- Directed by: Roger Christian
- Screenplay by: Knut Boeser
- Story by: Piers Ashworth; Roger Christian;
- Produced by: Harald Reichebner; Edward Simons;
- Starring: Tchéky Karyo; Amanda Plummer; Julia Ormond; Assumpta Serna; Anthony Higgins; Diana Quick; Michael Gough; Maia Morgenstern; Rutger Hauer; F. Murray Abraham;
- Cinematography: Denis Crossan
- Edited by: Alan Strachan
- Music by: Barrington Pheloung
- Production companies: Allied Entertainments; Filmex; Nostradamus Enterprises Ltd.; Vereinigte Film Partners;
- Distributed by: First Independent Films (United Kingdom)
- Release dates: 18 August 1994 (Germany); 16 September 1994 (United States); 13 January 1995 (United Kingdom);
- Running time: 119 minutes
- Countries: France; United Kingdom; Germany; Romania;
- Language: English
- Budget: $7-15 million
- Box office: $364,164

= Nostradamus (1994 film) =

1994 biographical film

Nostradamus is a 1994 biographical drama film directed by Roger Christian and starring Tchéky Karyo as astrologer Michel de Nostredame (often Latinised as Nostradamus). It co-stars Amanda Plummer, Julia Ormond, Assumpta Serna, Anthony Higgins, Diana Quick, Michael Gough, Maia Morgenstern, Rutger Hauer and F. Murray Abraham.

Co-produced by companies from France, the United Kingdom, Germany and Romania, the film received mixed reviews but was a financial success.

==Plot==
The film recounts the life and loves of the physician, astrologer, and famed prognosticator; his encounters with medieval science at the University of Montpellier and the Inquisition; and his early struggles with his visions of the future. The film is set in France in the 16th century during one of the periodic plague outbreaks. Nostradamus meets up with Scaliger in Agen.

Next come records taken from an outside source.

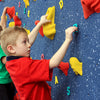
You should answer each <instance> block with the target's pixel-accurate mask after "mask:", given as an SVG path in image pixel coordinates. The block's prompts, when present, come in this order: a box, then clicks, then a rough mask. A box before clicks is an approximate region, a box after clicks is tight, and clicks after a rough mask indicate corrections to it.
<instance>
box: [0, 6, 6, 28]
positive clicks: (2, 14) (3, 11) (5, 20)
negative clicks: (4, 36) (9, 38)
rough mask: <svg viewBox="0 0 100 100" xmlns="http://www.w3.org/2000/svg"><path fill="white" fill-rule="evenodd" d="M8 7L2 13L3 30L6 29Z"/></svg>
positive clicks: (0, 22)
mask: <svg viewBox="0 0 100 100" xmlns="http://www.w3.org/2000/svg"><path fill="white" fill-rule="evenodd" d="M7 8H8V7H5V8H4V10H3V13H2V17H1V21H0V25H1V26H2V29H4V28H6V10H7Z"/></svg>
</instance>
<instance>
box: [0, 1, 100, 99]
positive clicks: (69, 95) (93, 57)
mask: <svg viewBox="0 0 100 100" xmlns="http://www.w3.org/2000/svg"><path fill="white" fill-rule="evenodd" d="M59 1H60V0H36V1H34V0H30V2H29V3H30V5H29V6H28V7H27V8H26V14H24V8H25V3H24V2H23V0H5V1H4V2H0V16H1V14H2V11H3V8H4V7H5V6H10V7H12V6H15V9H16V12H18V17H19V18H20V19H21V21H22V27H25V28H27V29H28V30H30V31H31V30H32V29H33V28H34V27H35V24H34V22H35V21H36V20H40V17H41V16H42V15H44V14H45V13H46V11H47V9H48V8H49V7H52V6H55V24H56V34H55V37H54V39H53V40H50V39H48V38H47V37H45V36H44V37H42V36H41V35H40V34H38V36H37V39H36V41H35V43H34V44H33V46H32V47H31V57H32V59H41V54H42V53H43V54H44V58H45V59H50V58H51V57H52V56H53V54H54V53H55V52H56V51H57V50H58V49H59V47H60V46H61V44H62V43H63V42H64V40H65V29H66V28H68V27H69V26H72V25H73V24H75V23H77V24H78V26H79V32H78V34H73V41H72V42H71V45H70V46H69V49H68V51H67V53H66V55H65V57H64V59H63V61H64V62H69V59H70V58H71V57H76V58H77V59H78V60H79V61H80V62H82V63H83V68H82V69H83V75H82V76H79V75H75V73H74V72H73V70H72V69H71V67H70V68H69V71H68V76H65V75H64V73H62V71H60V70H59V69H57V68H55V69H54V70H53V78H52V81H51V82H48V84H49V85H50V86H51V87H52V91H51V92H52V100H100V13H98V14H97V13H94V14H92V15H91V16H90V17H89V18H88V19H84V16H83V9H82V5H81V2H80V0H63V8H62V9H60V6H59ZM19 2H20V7H18V6H19ZM28 10H30V17H28V16H27V14H28ZM9 20H10V19H9V17H8V15H7V21H9ZM10 21H13V19H12V20H10ZM7 26H8V23H7ZM55 76H57V77H56V78H57V79H58V84H55Z"/></svg>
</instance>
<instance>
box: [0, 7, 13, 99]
mask: <svg viewBox="0 0 100 100" xmlns="http://www.w3.org/2000/svg"><path fill="white" fill-rule="evenodd" d="M7 8H8V7H5V8H4V10H3V13H2V16H1V21H0V32H1V31H2V30H3V29H5V28H6V10H7ZM5 63H6V55H5V53H4V52H3V50H2V48H1V45H0V100H13V95H14V88H13V84H12V80H11V78H10V75H9V73H8V71H7V70H6V67H5Z"/></svg>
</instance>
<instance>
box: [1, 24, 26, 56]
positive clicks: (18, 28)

Nostradamus prophesies the death of Henry II of France in a jousting match. Nostradamus also says that he "constantly has this word" Hister on his mind. The film depicts Nostradamus's rise in influence, because of both his success in treating plague and his predictions, culminating in his appointment as court physician to Charles IX of France (son of Henry II).

==Cast==
- Tchéky Karyo as Michel de Nostradamus
- F. Murray Abraham as Julius Caesar Scaliger
- Rutger Hauer as The Mystic Monk
- Amanda Plummer as Catherine de' Medici
- Julia Ormond as Marie
- Assumpta Serna as Anne Gemelle
- Anthony Higgins as King Henry II
- Diana Quick as Diane de Poitiers
- Michael Gough as Jean de Remy
- Maia Morgenstern as Helen
- Magdalena Ritter as Sophie
- Leon Lissek as Inquisitor
- Michael Byrne as Inquisitor

==Production==
Following the production and release of Starship, Roger Christian spent the subsequent years as a commercial director for Boss Film Studios in order to be close to his family and two young children. In the early 90s, Christian received a phone call from a friend, David Mintz, who was working for PolyGram and informed Christian of his intentions to make a musical film about the life of Nostradamus starring Boy George and asked Christian if he'd direct. Christian was taken aback by the offer, but after looking up Nostradamus in the Encyclopedia became fascinated with him feeling he had a hero's journey quality that would make for a good movie. The film was shot in Romania shortly after the Romanian revolution as it was an inexpensive location with a strong Medieval atmosphere.

==Reception==
The film opened on 52 screens in the United Kingdom on 13 January 1995 and grossed £67,666 in its opening weekend. According to Christian, the film has made about $100 million since its release.